|Final Voyage, oil on linen, 30 x 48 inches|
My most recent painting had a surprising genesis. Amy and I were at a special museum exhibit in Oaxaca featuring art celebrating Xoloitzcuintle dogs. We own one. “Xoloitzcuintles are national treasures in Mexico, with a history that goes back at least 3,000 years. Mentions of these “strange hairless dogs” appear in the journals of Cortez and other European explorers. Ancient Aztecs named the breed for their dog-headed god Xolotl. Xolos were considered sacred by the Aztecs and often were sacrificed and buried alongside their owners to serve as protective guides to the next world. In modern times, Xolos are dedicated watchdogs and companions.” _AKC.org.
At one time Xolos were almost extinct, now resurrected they are celebrated. Ancestors of today’s Mexicans held the dog in high regard and today it is the dog most representative of Mexico.

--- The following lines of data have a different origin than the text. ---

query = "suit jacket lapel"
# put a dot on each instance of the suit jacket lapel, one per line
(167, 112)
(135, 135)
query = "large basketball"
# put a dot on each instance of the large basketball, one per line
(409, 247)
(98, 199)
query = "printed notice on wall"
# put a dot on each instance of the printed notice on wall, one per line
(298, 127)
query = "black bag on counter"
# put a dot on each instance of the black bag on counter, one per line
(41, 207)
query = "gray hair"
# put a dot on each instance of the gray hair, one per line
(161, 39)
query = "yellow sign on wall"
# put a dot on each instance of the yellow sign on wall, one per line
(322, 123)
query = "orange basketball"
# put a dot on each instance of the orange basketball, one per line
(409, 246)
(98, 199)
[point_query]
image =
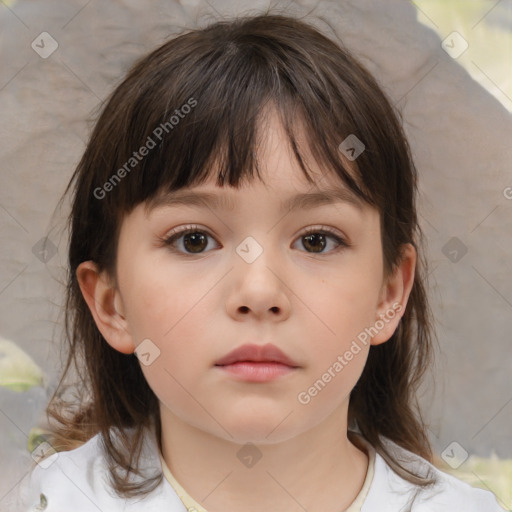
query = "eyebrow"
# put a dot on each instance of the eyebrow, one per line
(306, 200)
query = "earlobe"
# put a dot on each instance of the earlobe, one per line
(394, 295)
(105, 303)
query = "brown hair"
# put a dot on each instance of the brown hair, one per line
(227, 73)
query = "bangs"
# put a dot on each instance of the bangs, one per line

In art, “happy accidents” are gifts. Like a lightning bolt, pure inspiration suddenly comes from an unexpected place. Many times I have labored on art with good intentions only to find I don’t like the outcome. Perhaps it lacks spontaneity, freshness . . . and so I strike out what I have done. Then something new appears in that destruction. A new direction and vision occurs.
At the exhibition, among the paintings, drawings and sculptures, I found myself in front of a glass case. Inside, a bronze sculpture of a boat, holding only an erect Xolo at the bow, showing the way. That moment I got an idea for a painting. I could make another of my “Memento Mori” pieces, commemorating the inevitability of death and passage between worlds.